Overview by Globlatrade.net:
Categories of Restaurant
  • Basic restaurants
Simple dishes: kebabs, chicken, mouloukhya, good value for money. Sometimes it is self-service.
  • Medium restaurants
With proper service and a more varied menu of good Egyptian cuisine.
  • High-end restaurants
Impeccable service and good quality cuisine, often international, the decoration and the profile of the place are distinguished.
Rules For Eating Out
Restaurants are generally open from noon to the end of the evening.  Payment is after the meal except in the fast food restaurants.  For medium and high-end restaurants, a 25% tax is generally added to the final bill.  If satisfied, the tip should be between 10 and 15%.

Price Indications

Economy Meal Up to EGP 15
Medium Price Meal EGP 15 - 75
Good Quality Meal Over EGP 75
Food Specialties
The main specialties are:
The fuul: a beans puree usually served in a piece of shami (bread similar to the pita).
The ta'amiya or falafel
The koshari: a platter of noodles, rice, black lentils, fried onions and tomato sauce.

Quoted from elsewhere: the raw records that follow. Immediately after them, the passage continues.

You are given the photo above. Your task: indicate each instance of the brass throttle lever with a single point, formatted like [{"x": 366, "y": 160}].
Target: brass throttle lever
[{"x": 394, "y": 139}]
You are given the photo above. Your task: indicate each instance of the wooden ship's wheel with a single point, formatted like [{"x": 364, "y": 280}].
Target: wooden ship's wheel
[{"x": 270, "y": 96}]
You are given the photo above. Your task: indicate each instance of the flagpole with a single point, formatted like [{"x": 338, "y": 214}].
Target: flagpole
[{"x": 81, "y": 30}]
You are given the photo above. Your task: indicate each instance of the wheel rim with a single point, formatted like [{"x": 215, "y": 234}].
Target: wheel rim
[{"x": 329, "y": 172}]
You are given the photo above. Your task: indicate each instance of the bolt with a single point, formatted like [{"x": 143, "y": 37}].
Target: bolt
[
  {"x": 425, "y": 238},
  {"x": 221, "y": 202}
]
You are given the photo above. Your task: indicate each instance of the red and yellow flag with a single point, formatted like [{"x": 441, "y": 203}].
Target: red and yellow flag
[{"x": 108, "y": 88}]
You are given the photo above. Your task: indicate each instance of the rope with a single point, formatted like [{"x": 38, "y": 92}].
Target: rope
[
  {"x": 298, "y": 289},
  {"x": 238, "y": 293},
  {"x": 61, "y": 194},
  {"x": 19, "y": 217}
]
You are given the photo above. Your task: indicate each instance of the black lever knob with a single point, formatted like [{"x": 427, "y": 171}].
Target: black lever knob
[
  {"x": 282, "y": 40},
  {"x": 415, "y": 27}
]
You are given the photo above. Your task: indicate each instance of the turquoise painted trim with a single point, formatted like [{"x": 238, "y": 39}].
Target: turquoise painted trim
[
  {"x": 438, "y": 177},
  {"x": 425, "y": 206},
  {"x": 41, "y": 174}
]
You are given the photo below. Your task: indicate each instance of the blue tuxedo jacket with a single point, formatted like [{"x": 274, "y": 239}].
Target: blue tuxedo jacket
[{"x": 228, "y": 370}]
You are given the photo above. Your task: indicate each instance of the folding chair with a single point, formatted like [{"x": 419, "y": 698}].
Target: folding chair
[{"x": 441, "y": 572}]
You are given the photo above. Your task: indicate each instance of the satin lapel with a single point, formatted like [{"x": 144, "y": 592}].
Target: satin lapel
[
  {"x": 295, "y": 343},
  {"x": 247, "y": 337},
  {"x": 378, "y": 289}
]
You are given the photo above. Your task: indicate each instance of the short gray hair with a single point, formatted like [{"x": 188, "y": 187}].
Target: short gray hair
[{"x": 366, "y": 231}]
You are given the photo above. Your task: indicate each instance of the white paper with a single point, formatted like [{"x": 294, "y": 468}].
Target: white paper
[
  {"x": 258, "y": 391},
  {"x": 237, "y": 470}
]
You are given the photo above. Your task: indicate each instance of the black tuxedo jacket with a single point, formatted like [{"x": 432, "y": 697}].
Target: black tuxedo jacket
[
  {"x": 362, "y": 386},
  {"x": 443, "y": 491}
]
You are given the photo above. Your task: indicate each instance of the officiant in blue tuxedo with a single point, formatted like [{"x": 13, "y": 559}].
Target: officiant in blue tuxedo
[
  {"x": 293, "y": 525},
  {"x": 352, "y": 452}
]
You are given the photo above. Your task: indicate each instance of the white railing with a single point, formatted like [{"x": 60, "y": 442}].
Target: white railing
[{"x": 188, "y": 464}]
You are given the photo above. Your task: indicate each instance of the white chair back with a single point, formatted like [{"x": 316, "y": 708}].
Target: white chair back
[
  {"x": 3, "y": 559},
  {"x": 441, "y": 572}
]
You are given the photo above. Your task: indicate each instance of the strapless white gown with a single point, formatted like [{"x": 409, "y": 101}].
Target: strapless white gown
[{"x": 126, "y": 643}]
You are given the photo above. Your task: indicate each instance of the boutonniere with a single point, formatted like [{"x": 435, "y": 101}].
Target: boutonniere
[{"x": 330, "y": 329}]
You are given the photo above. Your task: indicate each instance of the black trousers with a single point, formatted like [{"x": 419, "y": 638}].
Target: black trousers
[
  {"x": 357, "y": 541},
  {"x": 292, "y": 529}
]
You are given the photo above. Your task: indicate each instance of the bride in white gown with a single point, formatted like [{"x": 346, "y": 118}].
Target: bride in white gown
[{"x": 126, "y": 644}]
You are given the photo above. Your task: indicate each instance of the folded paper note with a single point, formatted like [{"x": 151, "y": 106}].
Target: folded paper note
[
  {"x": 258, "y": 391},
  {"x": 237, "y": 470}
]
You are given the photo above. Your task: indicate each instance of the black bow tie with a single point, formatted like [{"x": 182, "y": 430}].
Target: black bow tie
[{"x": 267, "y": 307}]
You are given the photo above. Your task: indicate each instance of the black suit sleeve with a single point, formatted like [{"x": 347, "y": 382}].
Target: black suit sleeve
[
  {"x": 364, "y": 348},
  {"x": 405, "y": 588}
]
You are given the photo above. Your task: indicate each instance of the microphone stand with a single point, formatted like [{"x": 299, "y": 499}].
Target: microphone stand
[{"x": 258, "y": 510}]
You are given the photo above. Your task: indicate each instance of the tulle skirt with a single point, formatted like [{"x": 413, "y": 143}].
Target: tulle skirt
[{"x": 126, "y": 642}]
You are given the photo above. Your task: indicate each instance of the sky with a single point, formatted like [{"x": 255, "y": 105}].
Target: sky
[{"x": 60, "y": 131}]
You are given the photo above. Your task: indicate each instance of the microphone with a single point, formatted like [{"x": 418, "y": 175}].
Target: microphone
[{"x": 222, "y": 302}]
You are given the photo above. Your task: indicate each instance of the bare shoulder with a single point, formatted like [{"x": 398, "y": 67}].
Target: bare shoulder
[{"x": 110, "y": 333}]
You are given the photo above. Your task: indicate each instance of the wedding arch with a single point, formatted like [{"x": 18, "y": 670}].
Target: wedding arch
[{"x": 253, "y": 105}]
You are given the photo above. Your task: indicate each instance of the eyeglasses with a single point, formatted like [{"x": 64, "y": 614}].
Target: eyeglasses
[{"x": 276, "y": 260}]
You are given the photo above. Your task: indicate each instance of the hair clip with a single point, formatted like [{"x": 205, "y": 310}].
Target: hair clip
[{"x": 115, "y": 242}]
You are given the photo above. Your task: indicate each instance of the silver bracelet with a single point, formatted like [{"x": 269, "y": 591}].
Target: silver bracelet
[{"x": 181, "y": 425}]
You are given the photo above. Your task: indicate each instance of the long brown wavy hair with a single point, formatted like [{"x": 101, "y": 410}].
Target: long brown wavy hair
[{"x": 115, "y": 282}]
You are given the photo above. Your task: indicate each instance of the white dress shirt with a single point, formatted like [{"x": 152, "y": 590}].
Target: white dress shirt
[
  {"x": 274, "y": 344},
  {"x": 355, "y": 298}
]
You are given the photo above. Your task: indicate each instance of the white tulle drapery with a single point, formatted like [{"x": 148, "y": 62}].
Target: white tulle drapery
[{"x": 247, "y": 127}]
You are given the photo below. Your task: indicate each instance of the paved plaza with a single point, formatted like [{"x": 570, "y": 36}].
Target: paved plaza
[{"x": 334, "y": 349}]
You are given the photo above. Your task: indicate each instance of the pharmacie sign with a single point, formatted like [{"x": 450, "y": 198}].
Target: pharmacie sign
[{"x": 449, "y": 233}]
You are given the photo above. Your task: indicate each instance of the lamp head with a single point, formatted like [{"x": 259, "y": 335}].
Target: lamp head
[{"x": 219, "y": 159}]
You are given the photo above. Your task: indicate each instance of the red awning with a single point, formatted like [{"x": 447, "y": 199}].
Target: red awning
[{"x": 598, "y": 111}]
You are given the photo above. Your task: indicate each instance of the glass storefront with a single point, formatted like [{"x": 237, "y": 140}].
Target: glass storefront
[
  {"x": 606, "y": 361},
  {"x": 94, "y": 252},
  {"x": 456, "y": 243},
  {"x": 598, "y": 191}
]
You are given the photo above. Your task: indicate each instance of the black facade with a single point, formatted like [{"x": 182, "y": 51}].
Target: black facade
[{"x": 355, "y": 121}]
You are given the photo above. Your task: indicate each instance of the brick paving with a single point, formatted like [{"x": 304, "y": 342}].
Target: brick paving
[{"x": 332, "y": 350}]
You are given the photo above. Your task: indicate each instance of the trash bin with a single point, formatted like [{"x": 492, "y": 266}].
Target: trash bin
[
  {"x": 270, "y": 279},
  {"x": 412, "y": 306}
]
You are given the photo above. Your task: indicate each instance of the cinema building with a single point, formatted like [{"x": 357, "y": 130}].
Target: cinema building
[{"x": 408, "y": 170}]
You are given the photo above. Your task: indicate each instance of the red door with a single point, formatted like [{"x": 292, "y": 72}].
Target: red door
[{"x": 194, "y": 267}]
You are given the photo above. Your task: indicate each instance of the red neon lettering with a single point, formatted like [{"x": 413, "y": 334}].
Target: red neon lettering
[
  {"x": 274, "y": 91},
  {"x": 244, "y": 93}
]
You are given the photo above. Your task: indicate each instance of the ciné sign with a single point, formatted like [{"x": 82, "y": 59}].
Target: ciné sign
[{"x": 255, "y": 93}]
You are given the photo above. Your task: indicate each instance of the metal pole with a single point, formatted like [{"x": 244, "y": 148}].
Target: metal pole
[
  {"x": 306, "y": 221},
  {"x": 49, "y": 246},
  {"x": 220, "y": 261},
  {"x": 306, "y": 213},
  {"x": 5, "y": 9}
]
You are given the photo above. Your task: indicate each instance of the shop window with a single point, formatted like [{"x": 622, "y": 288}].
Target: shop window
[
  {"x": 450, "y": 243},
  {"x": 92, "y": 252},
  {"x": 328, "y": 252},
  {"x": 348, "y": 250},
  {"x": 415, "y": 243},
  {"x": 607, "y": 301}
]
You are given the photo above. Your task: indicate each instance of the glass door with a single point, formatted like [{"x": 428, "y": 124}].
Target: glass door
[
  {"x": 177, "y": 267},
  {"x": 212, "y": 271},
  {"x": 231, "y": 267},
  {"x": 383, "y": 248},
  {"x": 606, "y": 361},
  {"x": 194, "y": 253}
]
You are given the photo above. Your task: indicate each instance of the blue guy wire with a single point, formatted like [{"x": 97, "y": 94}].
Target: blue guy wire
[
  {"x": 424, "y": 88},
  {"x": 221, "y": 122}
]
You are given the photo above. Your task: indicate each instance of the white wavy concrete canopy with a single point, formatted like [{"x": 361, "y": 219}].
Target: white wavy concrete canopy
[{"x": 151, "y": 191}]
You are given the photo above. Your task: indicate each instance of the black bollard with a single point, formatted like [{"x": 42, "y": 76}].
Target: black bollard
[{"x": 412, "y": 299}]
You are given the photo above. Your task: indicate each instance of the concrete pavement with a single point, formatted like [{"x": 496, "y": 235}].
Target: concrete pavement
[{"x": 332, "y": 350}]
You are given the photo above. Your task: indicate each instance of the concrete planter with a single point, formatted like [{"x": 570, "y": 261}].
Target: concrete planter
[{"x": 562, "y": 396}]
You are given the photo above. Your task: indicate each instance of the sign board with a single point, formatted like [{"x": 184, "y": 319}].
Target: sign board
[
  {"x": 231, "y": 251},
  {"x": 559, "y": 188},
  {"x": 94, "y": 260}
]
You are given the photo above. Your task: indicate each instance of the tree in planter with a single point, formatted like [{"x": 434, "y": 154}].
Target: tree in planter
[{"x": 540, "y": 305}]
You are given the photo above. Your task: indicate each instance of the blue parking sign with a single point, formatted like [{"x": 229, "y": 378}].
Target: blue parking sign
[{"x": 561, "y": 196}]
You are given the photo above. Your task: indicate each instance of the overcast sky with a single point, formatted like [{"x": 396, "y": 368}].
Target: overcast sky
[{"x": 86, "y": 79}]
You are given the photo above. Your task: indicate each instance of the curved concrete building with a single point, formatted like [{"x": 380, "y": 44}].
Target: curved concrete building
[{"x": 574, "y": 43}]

The molokhia: stew of minced molokhia (Jew's mallow) leaves served in sauce with rice or bread.
Black tea is the national drink par excellence. It is easy to buy alcohol in various local stalls or in hotels. During the month of Ramadan, it is more difficult to find alcohol. You have to be careful with the locally brewed alcohol since it could be adulterated. Egypt has several labels of local beer such as Stella or Saqqara and several wines like Omar Khayyam or Obelisque.
Dietary Restrictions
Pork is forbidden for Muslims. However, because of the presence of a strong Christian community, it is possible to buy pork in some grocery stores or even get it served in some restaurants.
Table Manners
Meals are taken at the table in restaurants.  At home, and especially in rural areas, meals are taken seated on the floor.  Eating with hands is not impolite and is common outside medium and high-end restaurants.  Looking at the neighbor's plate is impolite. Leaving food on the plate and on the table is a sign of politeness and communicates to the host that he/she has been sufficiently generous.